而祝令仪默默看了一眼,随后淡淡瞥过眼,不看她,只道:“这份文件里详细记录了你的结婚信息,和你母亲拿你的彩礼给你弟弟还赌债的行为,以及你这些年在外奔波务工的流水……”

还没说完,就被吴旭华一把打断,她眼睛直直睁大,圆溜溜瞪着祝令仪,不可置信,就连语气也拔高起来,“你调查我?!谁允许你调查我!谁,谁准你……”
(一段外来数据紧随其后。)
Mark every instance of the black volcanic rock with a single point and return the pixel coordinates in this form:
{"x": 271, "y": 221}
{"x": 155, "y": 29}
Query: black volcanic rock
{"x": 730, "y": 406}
第一次被人无礼打断说话,祝令仪不耐地皱了皱眉,可看了一眼站在吴旭华身边低着眸光的秦淑月,她又耐下性子,解释道:“是你的母亲找到了我的律师。”

她抬眼看了一眼何静,何静却没有什么反应。

“你应该知道母亲这个身份对你意味着什么吧。”

祝令仪并没有过多解释什么,而是反问了她这一句话,可就这一句话,吴旭华却足以哑口无言了。

母亲?

她自嘲一句。

当然。

这意味着她从出生开始,可以亲手割断所有的关系,可唯独母亲,血脉相连,剪不断,割不断,永远无法逃离。

吴旭华从脸上震怒,慢慢转变无力。她费力扯了一下嘴唇,唇角因缺水而干裂,脸色惨白,仿佛下一刻就会晕倒一般。

“……”

她抬头看向一脸得意的刘来娣。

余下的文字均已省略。